You live in Europe, don’t earn in USD and don’t spend in USD. Should you have significant investments in funds with American holdings? Should you bear the currency risk associated with having assets in a different currency?
Equity is an extremely volatile asset class. Stocks can quickly loose or gain a significant percentage of its value. According to the Credit Suisse’s Global Investment Returns Yearbook 2018:
- During the post-WWII recovery (1949-59), real equity returns of Germany equity was 4373%
- During the nineties tech boom real equity returns of German equity was 154%
Currency-pairs do not fluctuate like this! While currency pairs do have some volatility, its impact on returns of equity is minimal when compared to the inherent volatility of stocks. Currency risk only really matters for bonds because that asset class has low volatility.
Therefore, your main criteria to invest in certain geographic markets should be their returns.

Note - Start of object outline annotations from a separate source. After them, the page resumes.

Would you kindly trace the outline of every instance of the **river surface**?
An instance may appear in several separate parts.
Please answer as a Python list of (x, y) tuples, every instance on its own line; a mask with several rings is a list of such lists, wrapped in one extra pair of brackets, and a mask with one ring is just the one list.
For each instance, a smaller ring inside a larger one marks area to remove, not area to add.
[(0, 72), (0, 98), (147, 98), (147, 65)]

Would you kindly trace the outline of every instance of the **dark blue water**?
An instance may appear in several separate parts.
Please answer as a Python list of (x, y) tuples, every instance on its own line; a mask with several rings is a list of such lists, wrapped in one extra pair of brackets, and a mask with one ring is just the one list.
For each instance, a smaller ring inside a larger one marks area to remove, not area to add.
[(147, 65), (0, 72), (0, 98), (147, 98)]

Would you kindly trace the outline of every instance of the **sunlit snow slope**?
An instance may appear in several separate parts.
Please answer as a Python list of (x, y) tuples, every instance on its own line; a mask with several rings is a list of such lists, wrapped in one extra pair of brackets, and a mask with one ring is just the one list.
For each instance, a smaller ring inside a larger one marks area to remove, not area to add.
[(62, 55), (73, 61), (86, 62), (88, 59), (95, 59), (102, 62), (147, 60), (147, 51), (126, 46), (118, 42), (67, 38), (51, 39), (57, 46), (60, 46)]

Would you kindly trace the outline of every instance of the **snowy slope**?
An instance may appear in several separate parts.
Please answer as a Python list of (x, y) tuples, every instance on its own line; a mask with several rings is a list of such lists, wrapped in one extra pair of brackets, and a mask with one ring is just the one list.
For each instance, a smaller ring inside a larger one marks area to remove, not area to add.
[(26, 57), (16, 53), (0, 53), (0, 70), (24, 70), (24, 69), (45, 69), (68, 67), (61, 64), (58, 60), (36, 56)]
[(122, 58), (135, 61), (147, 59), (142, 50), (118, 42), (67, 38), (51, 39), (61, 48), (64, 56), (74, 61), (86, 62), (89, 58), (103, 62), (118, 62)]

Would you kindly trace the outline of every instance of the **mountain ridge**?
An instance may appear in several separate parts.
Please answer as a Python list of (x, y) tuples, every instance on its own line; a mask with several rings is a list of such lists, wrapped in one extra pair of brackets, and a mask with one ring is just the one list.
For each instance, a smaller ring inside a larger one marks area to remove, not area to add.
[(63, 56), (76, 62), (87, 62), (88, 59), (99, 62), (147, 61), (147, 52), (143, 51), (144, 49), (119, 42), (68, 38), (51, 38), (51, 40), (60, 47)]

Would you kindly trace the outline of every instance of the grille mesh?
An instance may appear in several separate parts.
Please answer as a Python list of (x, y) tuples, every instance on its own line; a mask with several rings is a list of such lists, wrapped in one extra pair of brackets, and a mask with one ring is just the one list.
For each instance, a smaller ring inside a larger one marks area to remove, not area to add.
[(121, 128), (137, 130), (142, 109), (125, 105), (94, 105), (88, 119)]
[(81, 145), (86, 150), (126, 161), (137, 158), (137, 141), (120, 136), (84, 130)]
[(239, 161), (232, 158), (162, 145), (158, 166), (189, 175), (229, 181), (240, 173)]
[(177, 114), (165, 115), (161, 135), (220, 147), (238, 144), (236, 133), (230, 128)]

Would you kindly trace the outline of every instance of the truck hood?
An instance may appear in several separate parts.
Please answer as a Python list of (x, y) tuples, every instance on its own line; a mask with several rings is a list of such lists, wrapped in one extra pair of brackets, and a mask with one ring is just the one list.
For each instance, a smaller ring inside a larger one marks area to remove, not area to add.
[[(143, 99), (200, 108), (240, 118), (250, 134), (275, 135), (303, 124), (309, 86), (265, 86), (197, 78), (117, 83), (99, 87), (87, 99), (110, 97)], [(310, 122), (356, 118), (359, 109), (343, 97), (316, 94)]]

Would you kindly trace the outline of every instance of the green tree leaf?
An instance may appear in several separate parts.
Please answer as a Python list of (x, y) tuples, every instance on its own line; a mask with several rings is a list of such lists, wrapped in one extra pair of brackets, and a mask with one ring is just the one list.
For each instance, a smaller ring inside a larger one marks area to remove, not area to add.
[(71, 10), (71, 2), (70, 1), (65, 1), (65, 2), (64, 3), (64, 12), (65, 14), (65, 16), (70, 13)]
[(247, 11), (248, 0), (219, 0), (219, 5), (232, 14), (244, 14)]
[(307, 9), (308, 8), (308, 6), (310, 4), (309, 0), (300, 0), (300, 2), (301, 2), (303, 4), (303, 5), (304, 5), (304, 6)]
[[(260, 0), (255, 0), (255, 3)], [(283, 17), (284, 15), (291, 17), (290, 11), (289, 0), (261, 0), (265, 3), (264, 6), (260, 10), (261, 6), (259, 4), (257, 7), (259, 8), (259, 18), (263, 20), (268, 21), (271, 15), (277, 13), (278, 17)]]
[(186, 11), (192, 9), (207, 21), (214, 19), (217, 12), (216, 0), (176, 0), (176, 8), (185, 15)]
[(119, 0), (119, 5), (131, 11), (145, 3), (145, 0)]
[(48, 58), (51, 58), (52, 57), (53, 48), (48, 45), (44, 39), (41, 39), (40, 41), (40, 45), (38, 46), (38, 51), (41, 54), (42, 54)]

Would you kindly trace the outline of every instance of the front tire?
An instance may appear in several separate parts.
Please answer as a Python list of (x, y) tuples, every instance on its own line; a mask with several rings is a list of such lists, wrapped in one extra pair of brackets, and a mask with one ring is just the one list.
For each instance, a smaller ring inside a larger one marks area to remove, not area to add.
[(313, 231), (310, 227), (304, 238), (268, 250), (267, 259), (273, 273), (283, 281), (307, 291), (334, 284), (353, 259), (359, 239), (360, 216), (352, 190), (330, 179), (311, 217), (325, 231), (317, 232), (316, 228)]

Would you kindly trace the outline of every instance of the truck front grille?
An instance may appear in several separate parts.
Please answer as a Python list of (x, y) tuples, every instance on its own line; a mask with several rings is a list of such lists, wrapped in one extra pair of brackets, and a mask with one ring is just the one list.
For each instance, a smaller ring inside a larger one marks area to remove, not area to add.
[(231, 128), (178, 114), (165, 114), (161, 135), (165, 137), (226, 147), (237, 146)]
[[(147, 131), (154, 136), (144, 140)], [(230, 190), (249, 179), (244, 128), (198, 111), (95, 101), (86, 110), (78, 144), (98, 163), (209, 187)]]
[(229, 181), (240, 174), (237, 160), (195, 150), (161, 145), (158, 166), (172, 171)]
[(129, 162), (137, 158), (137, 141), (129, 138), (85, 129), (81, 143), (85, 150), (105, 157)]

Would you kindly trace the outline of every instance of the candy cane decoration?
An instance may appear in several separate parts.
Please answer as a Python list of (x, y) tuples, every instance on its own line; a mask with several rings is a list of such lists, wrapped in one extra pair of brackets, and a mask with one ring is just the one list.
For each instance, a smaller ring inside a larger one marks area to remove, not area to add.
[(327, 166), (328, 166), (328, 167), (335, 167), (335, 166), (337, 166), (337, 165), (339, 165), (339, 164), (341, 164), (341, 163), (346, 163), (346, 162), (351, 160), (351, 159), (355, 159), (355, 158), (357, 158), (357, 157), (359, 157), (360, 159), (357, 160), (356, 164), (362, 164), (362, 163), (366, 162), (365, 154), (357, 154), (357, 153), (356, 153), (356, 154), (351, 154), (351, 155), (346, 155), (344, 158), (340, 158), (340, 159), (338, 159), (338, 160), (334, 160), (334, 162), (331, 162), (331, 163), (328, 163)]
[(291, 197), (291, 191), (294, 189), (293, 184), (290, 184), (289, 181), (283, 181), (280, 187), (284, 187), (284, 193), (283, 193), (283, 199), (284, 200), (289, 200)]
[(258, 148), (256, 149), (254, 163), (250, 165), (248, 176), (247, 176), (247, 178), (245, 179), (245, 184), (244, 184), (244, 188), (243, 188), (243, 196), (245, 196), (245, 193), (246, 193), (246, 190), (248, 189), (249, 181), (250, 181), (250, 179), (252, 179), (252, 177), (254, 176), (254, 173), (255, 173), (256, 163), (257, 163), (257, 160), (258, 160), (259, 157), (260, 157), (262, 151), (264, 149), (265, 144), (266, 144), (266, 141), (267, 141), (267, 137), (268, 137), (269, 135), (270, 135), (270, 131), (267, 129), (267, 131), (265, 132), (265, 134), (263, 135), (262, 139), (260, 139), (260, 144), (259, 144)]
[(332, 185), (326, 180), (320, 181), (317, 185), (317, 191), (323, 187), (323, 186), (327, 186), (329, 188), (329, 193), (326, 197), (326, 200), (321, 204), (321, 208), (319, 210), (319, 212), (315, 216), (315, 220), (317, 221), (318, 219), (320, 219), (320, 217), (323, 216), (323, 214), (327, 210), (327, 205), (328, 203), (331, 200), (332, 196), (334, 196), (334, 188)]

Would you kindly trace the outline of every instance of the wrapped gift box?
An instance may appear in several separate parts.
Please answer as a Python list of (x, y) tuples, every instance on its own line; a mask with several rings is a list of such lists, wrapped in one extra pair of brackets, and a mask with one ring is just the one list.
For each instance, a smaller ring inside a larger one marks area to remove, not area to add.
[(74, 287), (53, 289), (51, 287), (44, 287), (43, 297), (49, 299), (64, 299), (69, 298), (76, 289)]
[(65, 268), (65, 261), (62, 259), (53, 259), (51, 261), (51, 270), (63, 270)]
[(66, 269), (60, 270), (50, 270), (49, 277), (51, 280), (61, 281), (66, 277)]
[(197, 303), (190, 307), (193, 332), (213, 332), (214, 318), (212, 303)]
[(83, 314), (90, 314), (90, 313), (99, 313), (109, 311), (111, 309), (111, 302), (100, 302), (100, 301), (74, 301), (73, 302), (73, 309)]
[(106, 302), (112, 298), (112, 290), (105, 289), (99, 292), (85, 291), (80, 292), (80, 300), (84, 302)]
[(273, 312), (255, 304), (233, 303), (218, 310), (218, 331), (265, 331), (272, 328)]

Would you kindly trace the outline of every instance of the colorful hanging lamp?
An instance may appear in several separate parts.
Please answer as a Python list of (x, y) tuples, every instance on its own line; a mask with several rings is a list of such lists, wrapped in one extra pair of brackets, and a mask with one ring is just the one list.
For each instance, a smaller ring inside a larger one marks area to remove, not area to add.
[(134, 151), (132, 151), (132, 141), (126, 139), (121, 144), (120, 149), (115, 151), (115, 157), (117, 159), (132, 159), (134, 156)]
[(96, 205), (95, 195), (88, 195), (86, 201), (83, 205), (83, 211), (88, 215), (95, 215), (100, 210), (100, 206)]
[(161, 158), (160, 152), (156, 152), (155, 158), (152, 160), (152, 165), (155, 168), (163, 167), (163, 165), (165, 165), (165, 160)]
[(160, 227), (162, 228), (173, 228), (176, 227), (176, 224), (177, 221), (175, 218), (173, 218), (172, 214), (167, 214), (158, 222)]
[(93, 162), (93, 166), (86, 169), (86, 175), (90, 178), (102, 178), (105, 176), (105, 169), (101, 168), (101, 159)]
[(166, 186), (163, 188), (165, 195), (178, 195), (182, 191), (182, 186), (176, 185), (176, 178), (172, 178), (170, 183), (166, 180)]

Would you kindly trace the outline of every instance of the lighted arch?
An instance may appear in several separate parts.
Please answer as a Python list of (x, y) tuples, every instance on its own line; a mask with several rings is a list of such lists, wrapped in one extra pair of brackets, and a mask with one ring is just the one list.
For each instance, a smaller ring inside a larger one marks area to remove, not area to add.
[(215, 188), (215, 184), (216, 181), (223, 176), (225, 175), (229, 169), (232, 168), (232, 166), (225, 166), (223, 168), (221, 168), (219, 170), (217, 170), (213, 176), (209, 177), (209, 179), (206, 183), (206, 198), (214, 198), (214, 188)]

The US’s stock market accounts for 51% of total world value and has had the best equity real returns if we consider the 1900-2017 period (6.5% annualized). For this reason, US equities are a reasonable choice.
The hard part about choosing the market with the most returns is that we can’t predict the future. We only have data from the past. And we know that in some periods some countries perform worst, in other periods other countries perform better:
- During the nineties tech boom Japan’s real equity returns were -42% while USA’s real equity returns were 276%
- During the Wall Street Crash in 1929-31 Japan’s real equity returns were 11% while USA’s real equity returns were -61%
Therefore, choosing a global tracker index fund where each country is weighted according to their market capitalization allows us to diversify the risks while allowing us to capture a good return. According to the Global Investment Returns Yearbook 2018, such a global portfolio would have lead to 5.2% in annualized real returns. Those returns are 20% lower than the best performing market, USA, returns over the same period. But you didn’t incur the risk in choosing the wrong market to invest into.
In essence, the argument for a global index fund is similar as the argument for a broad-market index fund (like the S&P 500 or STOXX 600). Buy a low-cost fund which holds the whole market (includes but not limited to the US), get exposed to the whole market’s risk and to the whole market’s returns. Average market returns with above average performance (outperforming 80% of the investors) with minimal costs – that sounds like a great deal to me.